Whilst a lot of people use Reddit to help others, share memes, and partake in discussions about stuff they care about, for the most part, it seems to be a breeding ground for trolls and toxic people to jump on just about anyone for having an opinion they don’t agree with.
Give a troll an audience and it feeds their behaviour.
Toxic people LOVE to get attention (hint: that’s why they act like bellends).
In their eyes, distracting a streamer trying to entertain their viewers, and making people feel uncomfortable, is their ultimate goal.
This is one of those places where people aren’t just abusive, though: here, we often see malicious users luring streamers or other viewers into a false sense of security by pretending to be someone else.
At this point, I feel silly for even listing these.
I mean, you live in the world and so I feel this is almost patronising.
Twitter. Facebook. Instagram. We know these places harbour trolls and toxic people. But, social media also breeds thousands of fake accounts; people using others’ content and photos, conjuring up stories that never happened and ruining lives in the process.
How can someone be toxic online?
I’m not asking how these people sleep at night, but rather, what are the signs of a toxic person?
Here are the obvious traits:
- Directing hate speech towards other people
- Starting arguments
- Derailing posts deliberately
- Sharing malicious content
- Spreading rumours about others
- Posting spammy comments
- Making you feel bad about yourself
But there are heaps of ways a person can be toxic where you might think they’re being perfectly genuine.
You know when you don’t quite feel right about a situation? Use your gut.

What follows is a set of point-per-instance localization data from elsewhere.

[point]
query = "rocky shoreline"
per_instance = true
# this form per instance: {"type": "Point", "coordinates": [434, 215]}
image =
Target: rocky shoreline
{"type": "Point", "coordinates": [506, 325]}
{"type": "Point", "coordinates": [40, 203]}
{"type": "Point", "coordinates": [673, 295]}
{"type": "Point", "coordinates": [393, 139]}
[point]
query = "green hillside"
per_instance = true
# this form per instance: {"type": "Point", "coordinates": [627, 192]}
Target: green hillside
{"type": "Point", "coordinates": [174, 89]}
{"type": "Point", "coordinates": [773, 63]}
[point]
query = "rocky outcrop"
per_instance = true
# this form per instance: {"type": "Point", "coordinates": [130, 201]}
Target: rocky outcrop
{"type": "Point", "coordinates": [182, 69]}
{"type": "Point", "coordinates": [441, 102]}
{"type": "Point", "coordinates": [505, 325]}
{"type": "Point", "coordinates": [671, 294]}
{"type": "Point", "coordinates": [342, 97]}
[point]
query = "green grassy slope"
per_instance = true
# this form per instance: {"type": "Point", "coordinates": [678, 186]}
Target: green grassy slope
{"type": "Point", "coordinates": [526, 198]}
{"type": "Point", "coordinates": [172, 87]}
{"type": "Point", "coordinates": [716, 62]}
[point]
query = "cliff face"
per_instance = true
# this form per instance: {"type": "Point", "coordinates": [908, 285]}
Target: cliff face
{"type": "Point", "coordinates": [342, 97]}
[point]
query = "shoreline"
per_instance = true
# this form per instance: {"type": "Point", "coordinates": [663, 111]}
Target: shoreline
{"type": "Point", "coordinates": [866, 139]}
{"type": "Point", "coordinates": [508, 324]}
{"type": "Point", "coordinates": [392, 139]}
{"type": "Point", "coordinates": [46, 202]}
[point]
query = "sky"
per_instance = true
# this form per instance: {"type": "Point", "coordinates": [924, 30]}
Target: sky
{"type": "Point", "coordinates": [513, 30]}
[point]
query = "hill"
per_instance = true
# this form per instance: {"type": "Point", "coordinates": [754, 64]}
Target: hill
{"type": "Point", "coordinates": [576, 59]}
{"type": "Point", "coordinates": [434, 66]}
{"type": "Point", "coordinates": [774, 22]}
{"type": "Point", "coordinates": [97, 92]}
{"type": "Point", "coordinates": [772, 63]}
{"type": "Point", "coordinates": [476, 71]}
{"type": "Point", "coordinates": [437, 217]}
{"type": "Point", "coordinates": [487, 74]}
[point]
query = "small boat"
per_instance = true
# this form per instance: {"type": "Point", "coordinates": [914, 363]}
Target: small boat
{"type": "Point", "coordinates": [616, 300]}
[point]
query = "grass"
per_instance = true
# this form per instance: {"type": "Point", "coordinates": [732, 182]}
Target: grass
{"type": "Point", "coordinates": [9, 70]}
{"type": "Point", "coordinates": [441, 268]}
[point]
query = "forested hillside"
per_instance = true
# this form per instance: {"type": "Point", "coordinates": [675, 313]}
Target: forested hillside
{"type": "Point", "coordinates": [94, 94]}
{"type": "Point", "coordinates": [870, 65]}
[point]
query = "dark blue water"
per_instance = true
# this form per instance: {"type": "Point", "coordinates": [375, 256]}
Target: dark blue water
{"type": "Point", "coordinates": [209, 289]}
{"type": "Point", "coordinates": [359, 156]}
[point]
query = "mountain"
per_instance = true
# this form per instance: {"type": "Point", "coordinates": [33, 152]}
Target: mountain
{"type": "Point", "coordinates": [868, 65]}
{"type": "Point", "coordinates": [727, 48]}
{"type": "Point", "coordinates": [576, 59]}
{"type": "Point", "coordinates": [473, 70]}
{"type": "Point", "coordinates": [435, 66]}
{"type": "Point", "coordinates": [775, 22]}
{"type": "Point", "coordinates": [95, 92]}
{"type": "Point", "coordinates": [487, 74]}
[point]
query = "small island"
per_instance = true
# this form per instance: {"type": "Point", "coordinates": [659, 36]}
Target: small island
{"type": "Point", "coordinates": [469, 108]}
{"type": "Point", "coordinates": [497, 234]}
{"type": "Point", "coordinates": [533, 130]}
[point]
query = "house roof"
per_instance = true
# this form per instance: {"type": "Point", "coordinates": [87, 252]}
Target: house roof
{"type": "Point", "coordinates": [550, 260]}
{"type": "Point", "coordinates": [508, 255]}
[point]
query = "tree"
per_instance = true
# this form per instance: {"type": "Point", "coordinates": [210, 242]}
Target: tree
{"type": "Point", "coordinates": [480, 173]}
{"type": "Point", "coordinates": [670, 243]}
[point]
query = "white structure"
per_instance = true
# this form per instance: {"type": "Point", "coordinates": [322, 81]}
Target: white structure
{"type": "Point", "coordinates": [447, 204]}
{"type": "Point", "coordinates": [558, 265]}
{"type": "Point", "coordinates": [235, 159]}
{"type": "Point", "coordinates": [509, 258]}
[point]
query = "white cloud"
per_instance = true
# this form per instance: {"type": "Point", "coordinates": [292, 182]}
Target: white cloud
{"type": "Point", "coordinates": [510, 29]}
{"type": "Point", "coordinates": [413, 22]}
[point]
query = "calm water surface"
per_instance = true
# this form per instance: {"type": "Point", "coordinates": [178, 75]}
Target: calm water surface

Here are some pointers:
- Not respecting your boundaries
- Asking personal or invasive questions
- Sharing tragic stories about their own lives to gain attention and sympathy
- Asking for money or free things
- Asking for photos or videos
- Making you feel guilty for liking things
- Getting jealous about who you talk to
- Not leaving you alone; messaging you all hours of the day
- Their accounts keep getting banned
- You feel dread when you see a notification from them
How to avoid toxic people
It’s not difficult to stop someone from affecting your positive experiences online.
Some situations might feel more difficult to deal with, depending on the circumstances.
Use your best judgment here.
Trust me — don’t bother getting into an argument with a troll.
If a toxic person starts sending you abusive messages in your direction, the best thing you can do is block them.
It gets trickier when you have formed a relationship with someone and they start being abusive after some time because you might think they aren’t a troll if they started out treating you nicely.
Like I said, use your best judgment here, but also know that you don’t deserve to have someone make you feel icky.
Ask them to stop
Don’t bother with this approach when it comes to random online trolls, but if an online friend is overstepping the line by asking you weird questions that you don’t feel comfortable with, just ask them to stop.
A real friend will respect this, but a toxic person will place blame on you and probe further.
It’s up to you what you do then.
Investigate, Catfish style
Have a sneaky suspicion the person you’re talking to isn’t who they say they are?
Do a bit of Max and Nev style investigative work.
Search for their images on Google. Search for their phone number. See how many friends they have on social media and whether those accounts are real too.
Not all catfishes are a threat but it definitely helps to be wary if things don’t add up.
Spend time in less toxic environments
Not everywhere is negative in an online world.
If you’re frequenting communities or channels that make you feel bad, maybe have a think about finding somewhere more satisfying to hang out.
Or, you could go cold turkey and use an app like StayFocusd to limit the time you’re spending in places that make you feel bad about yourself.
You are in charge of your own life. Depending on how you feel about confrontation, telling the person in question bluntly how you feel might be easy, or it might feel impossible; do what feels right for you. And of course, if you ever feel in danger or like you’re being harassed, please seek help.